The Spectator, Sep 6, 2003
Michael Tanner
Schubert: Die Winterreise, Edinburgh, 16 August 2003
Edinburgh Festival 2003, 3
Queen's Hall
Apart from the two cycles of the Ring, all the opera in this year’s Edinburgh Festival was performed in concert, with some of the singers taking the opportunity to get in as much acting as possible – one would have been gratified to see an Ortrud as impassionedly active as Petra Lang in any fully staged version of Lohengrin; while others seem to have been content to walk onto the platform when required and off again as soon as they’d done their bit: all the singers in the thrilling account of Verdi’s Macbeth under the electrifying, and almost ubiquitous, baton of Sir Charles Mackerras.

Two singers who acted out their interpretations to an impressive degree were the tenor Jonas Kaufmann, one of Edinburgh’s most cherished annual visitors, and Simon Keenlyside, both of whom sang Schubert’s Winterreise in morning recitals at the Queen’s Hall, where, as usual, much of the most satisfying music-making of the Festival took place. Neither of these singers, whose performances were both of a kind which left no doubt that this cycle is not only one of the greatest musical works ever composed, but a stupendous drama, went in for elaborate gesturing or miming, but neither of them was content to stand in the curve of the piano and just make the odd movement. Kaufmann, who cultivates a romantic appearance and coiffure, looked a most plausible candidate for the lovelorn wanderer, very much a development out of the miller’s lad whom we saw him as last year in Die schone Mullerin. Even though the first song of Winterreise already laments the loss of love, this traveller set off at a fairly brisk tempo, with a spring in his step, aided by the superb accompaniment of Helmut Deutsch.

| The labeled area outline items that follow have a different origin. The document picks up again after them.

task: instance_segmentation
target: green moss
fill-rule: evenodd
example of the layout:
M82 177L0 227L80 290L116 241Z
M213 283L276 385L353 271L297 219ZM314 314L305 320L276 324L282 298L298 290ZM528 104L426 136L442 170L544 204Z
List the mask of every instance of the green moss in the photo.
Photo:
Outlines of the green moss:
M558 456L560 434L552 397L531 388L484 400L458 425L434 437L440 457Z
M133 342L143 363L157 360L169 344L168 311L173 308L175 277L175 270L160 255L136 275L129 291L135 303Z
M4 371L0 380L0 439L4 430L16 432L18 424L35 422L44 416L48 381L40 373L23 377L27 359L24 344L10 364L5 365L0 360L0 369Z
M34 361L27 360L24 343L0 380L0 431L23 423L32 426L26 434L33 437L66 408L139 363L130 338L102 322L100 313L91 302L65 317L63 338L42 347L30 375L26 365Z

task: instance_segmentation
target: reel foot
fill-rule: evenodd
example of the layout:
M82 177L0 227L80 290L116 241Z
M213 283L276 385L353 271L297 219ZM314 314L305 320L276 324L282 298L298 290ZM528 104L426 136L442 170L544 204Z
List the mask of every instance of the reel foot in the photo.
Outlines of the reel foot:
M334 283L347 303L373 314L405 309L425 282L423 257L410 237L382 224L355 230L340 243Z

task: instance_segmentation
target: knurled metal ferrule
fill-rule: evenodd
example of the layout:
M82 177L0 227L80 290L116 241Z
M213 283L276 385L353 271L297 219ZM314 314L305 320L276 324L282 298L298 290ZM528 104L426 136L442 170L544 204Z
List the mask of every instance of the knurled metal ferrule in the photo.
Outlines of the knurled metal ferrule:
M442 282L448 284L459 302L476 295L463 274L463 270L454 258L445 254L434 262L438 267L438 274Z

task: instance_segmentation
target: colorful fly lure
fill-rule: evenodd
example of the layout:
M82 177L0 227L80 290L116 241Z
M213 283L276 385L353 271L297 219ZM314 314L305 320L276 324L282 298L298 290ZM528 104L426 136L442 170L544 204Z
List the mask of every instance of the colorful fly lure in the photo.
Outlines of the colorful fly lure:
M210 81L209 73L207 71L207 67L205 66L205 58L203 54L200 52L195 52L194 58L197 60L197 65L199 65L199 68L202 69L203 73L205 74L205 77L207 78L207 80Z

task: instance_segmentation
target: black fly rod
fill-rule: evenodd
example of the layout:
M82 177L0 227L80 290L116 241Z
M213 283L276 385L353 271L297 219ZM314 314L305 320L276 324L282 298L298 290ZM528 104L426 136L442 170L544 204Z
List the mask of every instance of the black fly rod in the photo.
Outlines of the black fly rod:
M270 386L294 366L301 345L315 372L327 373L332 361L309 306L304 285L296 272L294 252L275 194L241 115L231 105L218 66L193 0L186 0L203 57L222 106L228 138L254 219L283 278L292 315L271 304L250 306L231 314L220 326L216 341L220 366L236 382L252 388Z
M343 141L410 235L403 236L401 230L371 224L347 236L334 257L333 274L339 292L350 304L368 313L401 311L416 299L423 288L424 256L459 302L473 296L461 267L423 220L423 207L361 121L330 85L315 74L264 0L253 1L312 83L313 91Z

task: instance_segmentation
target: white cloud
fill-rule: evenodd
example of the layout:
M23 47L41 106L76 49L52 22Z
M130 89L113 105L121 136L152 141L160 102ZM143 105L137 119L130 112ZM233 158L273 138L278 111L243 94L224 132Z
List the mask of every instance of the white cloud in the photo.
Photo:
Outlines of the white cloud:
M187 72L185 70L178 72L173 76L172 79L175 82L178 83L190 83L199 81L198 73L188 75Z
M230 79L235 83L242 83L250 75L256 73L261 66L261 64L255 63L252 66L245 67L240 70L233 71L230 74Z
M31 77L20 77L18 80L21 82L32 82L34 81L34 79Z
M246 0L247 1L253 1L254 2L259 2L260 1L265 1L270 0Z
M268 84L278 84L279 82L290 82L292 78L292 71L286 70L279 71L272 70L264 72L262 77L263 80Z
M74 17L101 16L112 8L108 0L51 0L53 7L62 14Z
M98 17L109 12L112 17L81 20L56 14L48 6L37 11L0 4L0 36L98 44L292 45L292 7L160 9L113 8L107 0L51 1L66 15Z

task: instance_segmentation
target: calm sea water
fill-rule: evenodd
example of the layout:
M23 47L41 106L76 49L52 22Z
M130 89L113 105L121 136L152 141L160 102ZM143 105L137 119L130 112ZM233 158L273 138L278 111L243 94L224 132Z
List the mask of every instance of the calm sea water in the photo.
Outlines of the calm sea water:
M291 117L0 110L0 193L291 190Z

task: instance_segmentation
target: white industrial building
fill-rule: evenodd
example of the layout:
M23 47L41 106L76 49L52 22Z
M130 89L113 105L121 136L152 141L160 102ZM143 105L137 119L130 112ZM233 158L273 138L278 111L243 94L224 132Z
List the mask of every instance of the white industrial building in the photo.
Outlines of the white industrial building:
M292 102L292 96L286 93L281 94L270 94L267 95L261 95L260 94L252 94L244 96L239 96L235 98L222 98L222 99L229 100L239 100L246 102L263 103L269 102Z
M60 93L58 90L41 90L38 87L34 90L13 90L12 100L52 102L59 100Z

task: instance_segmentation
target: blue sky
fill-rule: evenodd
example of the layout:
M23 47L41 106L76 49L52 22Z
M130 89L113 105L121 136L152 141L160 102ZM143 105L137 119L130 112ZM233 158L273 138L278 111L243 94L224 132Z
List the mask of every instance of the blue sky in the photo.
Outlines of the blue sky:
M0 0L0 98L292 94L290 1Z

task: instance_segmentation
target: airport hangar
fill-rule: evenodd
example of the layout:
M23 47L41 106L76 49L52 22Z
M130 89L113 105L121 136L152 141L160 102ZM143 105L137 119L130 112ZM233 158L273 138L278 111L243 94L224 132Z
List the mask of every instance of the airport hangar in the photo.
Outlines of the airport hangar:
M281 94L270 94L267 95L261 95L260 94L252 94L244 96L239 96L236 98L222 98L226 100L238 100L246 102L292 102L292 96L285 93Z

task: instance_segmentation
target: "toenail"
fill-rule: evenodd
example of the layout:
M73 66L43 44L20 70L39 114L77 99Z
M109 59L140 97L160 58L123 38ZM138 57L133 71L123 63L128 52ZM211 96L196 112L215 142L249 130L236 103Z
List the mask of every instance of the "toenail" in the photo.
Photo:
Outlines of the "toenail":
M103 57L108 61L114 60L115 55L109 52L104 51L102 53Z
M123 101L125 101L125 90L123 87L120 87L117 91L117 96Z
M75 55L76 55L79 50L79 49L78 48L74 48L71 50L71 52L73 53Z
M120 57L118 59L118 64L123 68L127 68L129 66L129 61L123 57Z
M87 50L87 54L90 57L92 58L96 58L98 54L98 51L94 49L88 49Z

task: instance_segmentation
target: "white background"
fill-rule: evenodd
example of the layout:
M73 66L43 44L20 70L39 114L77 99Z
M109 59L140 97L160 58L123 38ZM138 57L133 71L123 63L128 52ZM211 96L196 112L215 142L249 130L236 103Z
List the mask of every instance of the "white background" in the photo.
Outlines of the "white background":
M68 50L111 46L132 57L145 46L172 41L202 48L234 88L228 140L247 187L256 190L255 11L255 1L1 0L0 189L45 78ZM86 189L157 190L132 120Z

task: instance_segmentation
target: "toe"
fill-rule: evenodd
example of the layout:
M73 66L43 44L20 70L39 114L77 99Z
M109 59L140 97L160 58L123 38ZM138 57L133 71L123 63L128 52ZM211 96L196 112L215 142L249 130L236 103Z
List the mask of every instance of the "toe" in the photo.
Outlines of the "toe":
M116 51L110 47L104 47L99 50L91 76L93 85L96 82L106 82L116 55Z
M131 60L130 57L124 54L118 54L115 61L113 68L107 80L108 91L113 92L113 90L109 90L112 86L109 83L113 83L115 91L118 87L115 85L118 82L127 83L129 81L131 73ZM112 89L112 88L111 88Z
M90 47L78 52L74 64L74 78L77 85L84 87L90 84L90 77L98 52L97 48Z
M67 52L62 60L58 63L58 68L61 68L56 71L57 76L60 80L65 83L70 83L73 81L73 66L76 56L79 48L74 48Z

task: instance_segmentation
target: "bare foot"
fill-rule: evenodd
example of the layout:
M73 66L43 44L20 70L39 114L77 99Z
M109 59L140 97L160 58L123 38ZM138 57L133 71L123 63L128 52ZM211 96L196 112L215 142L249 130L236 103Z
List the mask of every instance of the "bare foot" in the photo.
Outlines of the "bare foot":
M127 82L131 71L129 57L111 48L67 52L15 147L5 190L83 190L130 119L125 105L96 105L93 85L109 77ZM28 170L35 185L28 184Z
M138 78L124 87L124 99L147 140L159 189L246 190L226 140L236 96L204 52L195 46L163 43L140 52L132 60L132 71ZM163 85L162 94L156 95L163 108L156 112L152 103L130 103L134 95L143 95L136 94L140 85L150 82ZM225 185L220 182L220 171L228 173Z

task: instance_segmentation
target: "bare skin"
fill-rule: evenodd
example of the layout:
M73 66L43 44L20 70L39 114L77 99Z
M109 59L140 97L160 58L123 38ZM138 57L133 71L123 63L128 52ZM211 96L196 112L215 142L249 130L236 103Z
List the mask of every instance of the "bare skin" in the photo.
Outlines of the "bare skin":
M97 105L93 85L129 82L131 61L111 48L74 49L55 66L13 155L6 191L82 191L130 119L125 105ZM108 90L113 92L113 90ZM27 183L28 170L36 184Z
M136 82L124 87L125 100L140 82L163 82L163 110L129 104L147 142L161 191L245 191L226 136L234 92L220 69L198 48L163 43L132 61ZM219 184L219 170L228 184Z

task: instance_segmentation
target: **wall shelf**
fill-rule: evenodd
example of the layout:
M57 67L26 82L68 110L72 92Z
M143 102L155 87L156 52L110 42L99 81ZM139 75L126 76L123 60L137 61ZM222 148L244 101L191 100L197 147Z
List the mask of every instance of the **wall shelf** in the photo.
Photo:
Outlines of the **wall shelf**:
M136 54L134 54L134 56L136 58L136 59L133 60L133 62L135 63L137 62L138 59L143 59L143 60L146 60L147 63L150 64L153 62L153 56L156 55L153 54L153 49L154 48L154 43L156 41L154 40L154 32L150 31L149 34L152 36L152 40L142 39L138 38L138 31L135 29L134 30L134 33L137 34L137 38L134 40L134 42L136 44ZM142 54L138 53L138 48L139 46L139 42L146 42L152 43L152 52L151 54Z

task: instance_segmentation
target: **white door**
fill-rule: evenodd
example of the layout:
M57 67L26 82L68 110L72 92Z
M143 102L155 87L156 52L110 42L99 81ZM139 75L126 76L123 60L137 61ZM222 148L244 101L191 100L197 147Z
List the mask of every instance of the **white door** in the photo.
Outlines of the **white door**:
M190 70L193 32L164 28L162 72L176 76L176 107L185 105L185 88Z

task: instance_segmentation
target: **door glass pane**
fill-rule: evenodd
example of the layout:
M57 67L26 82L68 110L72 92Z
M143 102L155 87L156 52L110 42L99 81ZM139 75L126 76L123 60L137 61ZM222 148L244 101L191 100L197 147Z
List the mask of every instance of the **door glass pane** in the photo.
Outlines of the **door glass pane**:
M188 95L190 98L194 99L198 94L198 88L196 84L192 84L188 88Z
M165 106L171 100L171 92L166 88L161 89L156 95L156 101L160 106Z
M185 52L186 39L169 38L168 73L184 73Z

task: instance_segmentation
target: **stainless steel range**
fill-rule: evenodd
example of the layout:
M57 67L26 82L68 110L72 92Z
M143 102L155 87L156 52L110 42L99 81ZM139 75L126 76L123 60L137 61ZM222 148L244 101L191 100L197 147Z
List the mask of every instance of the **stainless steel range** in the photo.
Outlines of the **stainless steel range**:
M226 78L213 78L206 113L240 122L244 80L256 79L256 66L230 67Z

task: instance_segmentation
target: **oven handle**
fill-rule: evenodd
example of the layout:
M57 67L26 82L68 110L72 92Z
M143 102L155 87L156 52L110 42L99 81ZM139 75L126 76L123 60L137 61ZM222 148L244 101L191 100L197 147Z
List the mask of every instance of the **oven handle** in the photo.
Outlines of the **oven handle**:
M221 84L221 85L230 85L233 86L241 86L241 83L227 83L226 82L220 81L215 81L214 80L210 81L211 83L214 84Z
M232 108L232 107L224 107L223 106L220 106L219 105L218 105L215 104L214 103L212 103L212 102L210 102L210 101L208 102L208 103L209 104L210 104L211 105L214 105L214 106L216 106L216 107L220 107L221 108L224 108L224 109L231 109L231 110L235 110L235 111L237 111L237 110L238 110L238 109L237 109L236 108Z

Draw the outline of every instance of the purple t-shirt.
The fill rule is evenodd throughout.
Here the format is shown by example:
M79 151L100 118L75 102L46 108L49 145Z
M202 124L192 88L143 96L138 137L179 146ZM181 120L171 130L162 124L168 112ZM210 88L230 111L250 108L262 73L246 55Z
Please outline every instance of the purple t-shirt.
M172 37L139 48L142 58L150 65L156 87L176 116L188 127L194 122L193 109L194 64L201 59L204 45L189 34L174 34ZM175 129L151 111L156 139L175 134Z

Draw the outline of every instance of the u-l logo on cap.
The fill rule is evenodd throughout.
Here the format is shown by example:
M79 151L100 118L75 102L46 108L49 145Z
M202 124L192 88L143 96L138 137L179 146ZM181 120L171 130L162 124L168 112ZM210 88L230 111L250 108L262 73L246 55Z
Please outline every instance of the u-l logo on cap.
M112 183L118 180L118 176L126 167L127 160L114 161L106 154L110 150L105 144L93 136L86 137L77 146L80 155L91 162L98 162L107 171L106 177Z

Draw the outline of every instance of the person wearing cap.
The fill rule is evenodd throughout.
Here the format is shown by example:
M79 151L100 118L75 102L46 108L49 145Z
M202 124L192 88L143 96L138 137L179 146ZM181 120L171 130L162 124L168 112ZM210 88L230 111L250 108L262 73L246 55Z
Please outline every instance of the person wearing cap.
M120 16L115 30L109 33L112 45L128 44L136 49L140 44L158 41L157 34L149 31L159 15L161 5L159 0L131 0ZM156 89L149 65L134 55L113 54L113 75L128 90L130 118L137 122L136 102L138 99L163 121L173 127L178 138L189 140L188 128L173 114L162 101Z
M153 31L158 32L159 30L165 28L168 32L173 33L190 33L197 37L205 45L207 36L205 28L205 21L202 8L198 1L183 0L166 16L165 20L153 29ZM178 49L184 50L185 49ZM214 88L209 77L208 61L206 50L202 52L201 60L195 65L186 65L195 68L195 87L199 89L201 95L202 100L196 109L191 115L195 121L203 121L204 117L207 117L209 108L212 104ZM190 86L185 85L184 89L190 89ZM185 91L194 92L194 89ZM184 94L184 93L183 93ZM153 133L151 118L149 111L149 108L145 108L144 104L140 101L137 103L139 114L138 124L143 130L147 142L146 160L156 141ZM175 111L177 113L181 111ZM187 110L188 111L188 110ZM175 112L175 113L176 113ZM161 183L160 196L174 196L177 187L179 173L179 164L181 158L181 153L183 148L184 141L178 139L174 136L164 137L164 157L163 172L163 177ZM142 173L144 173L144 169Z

Wilhelm Muller, the poet of Winterreise, is often taken to task for the routine imagery of his songs, and for their lack of individuality. That quality, however, gave Schubert plenty of room for manoeuvre in setting them, and also, quite often, the chance to leave the quality, the emotional direction of them, vague, while contrasting some of them with others where the mood is established or homed in on with death-dealing precision. And broadly, for the singer, there is the opportunity to identify with the wanderer or to narrate his tale up to a point from the outside. Kaufmann took us with him on his journey, left us in no doubt where he was heading, and stood tormented before us. It was one of the greatest interpretations of the cycle I have ever witnessed, ranking with – to mention only the greatest – Hotter and Fassbaender, and tending to the latter’s eviscerating mode. Nothing in his progression was easy, and his last note, held for ages, was almost a scream. After the piano had its final chord, there was an immense silence, Kaufmann looking as if he could hardly believe what he had just put himself and us through; and then huge applause, with an element of relief that the ordeal was over. It will be interesting to see what impression the performance makes when it is broadcast on Radio 3.

Keenlyside’s account, coming two weeks later, was utterly different, and even more disturbing. It was hard to know when he came onto the stage with his regular accompanist Malcolm Martineau, also magnificent in his unity of intention with the singer, whether the diffident, self-absorbed figure we saw was the performer or the character he was about to incarnate. Since Keenlyside is a consummate professional, I take it that the manner in which he moved – slowly - into the cycle, virtually giving the impression that he might have to abandon it, was deliberate. At any rate, it created an electric atmosphere. Like Kaufmann, he used a vast dynamic range, but where the tenor’s voice has got notably deeper and fuller, Keenlyside nearly always took the chance to sing as softly as he could, sometimes almost murmuring his way through whole songs. And odd notes were sung in a Vickers-like head-voice, adding to the unsettling impact, and only just this side of the tolerable. Yet both he and Kaufmann kept all their most extravagant vocal effects within a legato line, so are parts of a new tradition, one hopes, of unexplosive Lieder singing, as opposed to the norm of the last fifty years. Keenlyside seemed improvisatory, sometimes abandoning gestures he’d just started making. Often minutes went past with hardly a glance at the audience; odd, and rare, smiles almost seemed unrelated to what he was singing. Madness decisively set in earlier than usual, though the uncompromising grasp of the worst truths about this wanderer’s position made it seem a superior state to that of the sleeping villagers he so gently mocked. By the end he had withdrawn from any inclination to communicate with anyone, and his last note was merely breathed out. Keenlyside seemed less relieved when his winter’s journey was over than bemused about where he was. I can’t believe I shall have another experience like this one.